The first 25 variables concern the form of competition. In Regulation Theory, the form of competition (akin to product market competition in the varieties of capitalism framework) captures the nature and degree of competition in the socio-economic model. Institutions which constitute this form are for instance administrative burdens to for corporation (ABC), sole proprietor firms (ABP), entry barriers, price controls (PCT), or the degree of competition (measured here by the Lerner index).

The next 9 variables are for the wage-labour nexus, which comprises all institutions regulating employment relationships, wage setting, work organization and social protection.

The monetary regime, defined as all the institutions regulating money, credit and finance, is summarized by 6 variables (interbank 3-months interest rate, inflation rate…) while 14 variables describe the insertion into the international regime such as the importance of agriculture (PrimAgri), extractive industries (PrimIndus), manufacture (SecManuf) and the so-called globalization index from the KOF economic institute. Finally, the social relations to the environment is captured by the remaining 9 variables such as environmental regulation stringency (EnvReg), GDP intensity in greenhouse gas (GHGGDP).

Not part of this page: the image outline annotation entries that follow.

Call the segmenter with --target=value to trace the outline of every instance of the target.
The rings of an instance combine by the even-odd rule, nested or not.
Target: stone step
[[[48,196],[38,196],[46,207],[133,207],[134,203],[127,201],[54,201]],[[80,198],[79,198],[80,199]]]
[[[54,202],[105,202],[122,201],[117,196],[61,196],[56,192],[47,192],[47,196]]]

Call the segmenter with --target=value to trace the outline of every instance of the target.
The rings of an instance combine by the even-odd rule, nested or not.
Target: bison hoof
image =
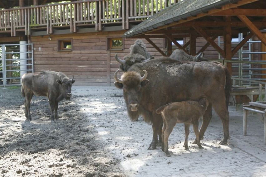
[[[148,149],[149,150],[153,150],[156,149],[156,146],[157,145],[157,143],[153,142],[151,142],[150,144],[150,146],[149,146]]]
[[[203,137],[202,137],[202,138],[201,138],[200,137],[200,140],[202,140],[203,139]],[[193,141],[193,144],[197,144],[197,139],[196,139],[196,138],[194,139],[194,141]]]
[[[219,143],[219,144],[220,145],[225,145],[227,144],[227,140],[225,140],[224,138],[221,140],[221,141]]]
[[[170,155],[170,153],[168,152],[165,152],[165,154],[166,155],[166,156],[167,156],[167,157],[171,157],[172,156]]]

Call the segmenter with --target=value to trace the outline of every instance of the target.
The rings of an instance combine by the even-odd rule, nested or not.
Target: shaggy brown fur
[[[202,97],[198,101],[187,101],[170,103],[156,110],[156,113],[161,114],[164,121],[162,131],[162,150],[165,152],[166,155],[171,156],[168,151],[168,139],[176,123],[183,123],[185,124],[185,138],[184,145],[185,149],[189,148],[188,137],[190,123],[193,125],[199,148],[203,149],[200,140],[199,119],[203,115],[209,104],[206,98]]]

To run MFA in R, one just needs to load the FactoMineR package and use its MFA() function. The only complication of this function is the group argument it needs to be a vector of numbers which describe how the variables are grouped. It works as follows:

# create a vector with the name of the groups (ie the 6 institutional forms)
group_name <- c("Competition", 
                "State",
                "Money", 
                "International regime", 
                "Environment",
                "Wage-labour nexus") 

MFA_CF2020 <- MFA(data, 
                  group = c(25, 9, 6, 14, 13, 9), 
                  type = rep("s", 6), 
                  ncp = 5, # manumber of principal components to keep 
                  name.group = group_name, graph = FALSE)

group = c(25, 9, 6, 14, 13, 9) tells the function that the first 25 variables are the first group, the second group then contains the following 9, then the third the following 6 etc. One can also give the groups name with the group_name argument. type = rep("s", 6) tells the nature of the variables for each group. “s” is for quantitative variables and thus we have to repeat this string 6 time for the six groups (hence the rep function).

Apart from the group argument, we can appreciate of simple it is to implement MFA in R, while conducting separate analyses using 6 PCA and MCA six time would have required much more time and code. The only drawback of the MFA() function is that it requires the variables to be ordered by groups in the dataframe.

Exploring separate PCA

The MFA function returns an list with two main elements:

separate.analyses: those are PCA analyses for each group. We have thus 6 separate PCA analyses for each institutional forms and we can analyse, visualize and perform cluster analysis on each of them if we are interested.
global.analysis which is the global PCA with the variables weighted accordingly to their group.

For instance, let’s have a look the to the social relations to the environment. It is common practice in factor analysis to first have a look to the contribution of the dataframe’s variables to the principal components. There are two graphs which help to visualize this: a barplot plotting the variables’ eigenvalues and the circular plot. It is very straightforward to produce such a barplot in R thanks to the factoextra package and its fviz_contrib function. Below, I show how to generate these graphs for the first 5 principal components, store them into a list and plot them together with the ggarange function from ggpubr package:

library(ggpubr)

barplots_contrib_env <- 
  1:5 |> # we want 5 plots for the first 5 PC, so I provide a vector which will integrated in the map function through axes = .x argument
    map(~fviz_contrib(MFA_CF2020$separate.analyses$Environment, 
                      choice = "var", 
                      axes = .x))

ggarrange(plotlist = barplots_contrib_env)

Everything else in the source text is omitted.